I mean, I suppose you could say that even if it was different, ours was something we discovered about ourselves, that was scoped to humans, owing to the way we evolved, but that’s just like saying there is some deep objective truth about being two-legged or five-fingered. Sure, it’s how we are, and it’s measurable, but so what?

Doesn’t any set of objective real ethical principles make up an objective morality?

I would say even if they can’t be discovered in the same way doesn’t mean morality can’t be objective. I know this can be dismissed as mere practicality rather than evidence of morality being objective but I highly doubt that outside of fiction you could find any kind of actual society that didn’t have basic moral beliefs remotely like ours. Basic beliefs like the value of life, it’s wrong to hurt people for no good reason, it’s wrong to lie and betray people for your own gain, it’s good to help others etc. There’s a reason why even the most monstrous societies in history still executed, imprisoned or exiled the likes of Bundy, Whitman, Dahmer, Dillinger etc. A society that didn’t have any kind of benevolent moral principles whatsoever would never form in the first place and they’d be stuck in a state of complete anarchy and bloodshed.
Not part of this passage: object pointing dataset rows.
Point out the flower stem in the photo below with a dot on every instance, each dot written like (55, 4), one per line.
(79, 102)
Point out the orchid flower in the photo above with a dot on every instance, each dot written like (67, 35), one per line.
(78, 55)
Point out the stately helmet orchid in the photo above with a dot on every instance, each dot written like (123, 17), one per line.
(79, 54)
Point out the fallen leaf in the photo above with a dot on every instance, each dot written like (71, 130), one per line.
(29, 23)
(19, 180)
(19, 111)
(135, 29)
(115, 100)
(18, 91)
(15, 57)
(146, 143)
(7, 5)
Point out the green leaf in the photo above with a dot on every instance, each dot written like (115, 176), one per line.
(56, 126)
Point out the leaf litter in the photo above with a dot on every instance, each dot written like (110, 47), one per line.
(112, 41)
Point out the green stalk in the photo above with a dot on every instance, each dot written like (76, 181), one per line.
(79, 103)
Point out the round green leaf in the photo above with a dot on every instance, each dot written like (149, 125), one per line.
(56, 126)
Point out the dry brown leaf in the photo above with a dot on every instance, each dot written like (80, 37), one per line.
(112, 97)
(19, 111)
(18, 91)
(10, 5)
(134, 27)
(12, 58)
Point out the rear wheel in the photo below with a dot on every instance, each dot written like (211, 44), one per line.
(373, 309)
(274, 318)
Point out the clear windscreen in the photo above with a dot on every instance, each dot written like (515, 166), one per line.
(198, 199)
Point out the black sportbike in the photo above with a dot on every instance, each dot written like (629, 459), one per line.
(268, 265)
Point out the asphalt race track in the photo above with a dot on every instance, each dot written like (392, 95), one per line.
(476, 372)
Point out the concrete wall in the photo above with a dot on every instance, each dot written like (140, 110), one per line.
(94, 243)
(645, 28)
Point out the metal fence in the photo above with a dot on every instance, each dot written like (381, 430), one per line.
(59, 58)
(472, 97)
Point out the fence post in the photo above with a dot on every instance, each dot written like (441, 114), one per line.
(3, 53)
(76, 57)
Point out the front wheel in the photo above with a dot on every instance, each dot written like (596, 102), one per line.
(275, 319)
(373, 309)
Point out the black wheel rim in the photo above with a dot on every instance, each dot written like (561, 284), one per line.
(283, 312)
You’d be describing a nightmare realm of demons and psychopaths rather than real world biological entities that could feasibly exist and build a functioning civilization.

As I said above, a society built by super-intelligent ants might have a very, very different view of individuality, the value of life (of the drones or workers or whatever), etc. I don’t know why you discount what fiction can add to this – science fiction in particular is a great way think about how different beings might set up their own, completely different, morality framework.

If people were some sort of hive mind, like the Borg, then they wouldn’t necessarily care about individuals at all. Intelligent, but non-social, species may care more about territory than murder.

You say so, but so far, you’ve only described how to measure smoke, not fire. Indeed, I rather think the idea of measuring experiential states is a conceptual confusion: it’s our knowledge of them that makes any measurement possible in the first place. I know what my smoke detector reads because I have an experience of that smoke detector, which I know the same direct way I know any experience, without the intermediary of measurement. Otherwise, I’d just be stuck in an infinite regress of measurements; experience is what grounds this.

Sure, but that leaves us in no worse a way than we are with respect to anything supposedly objective. All knowledge of the outside world is subjective and might be nothing more than a hallucination, or the machinations of some Cartesian demon. If anything, then non-empirical knowledge, like knowledge about numbers, seems way more reliable in such a scenario.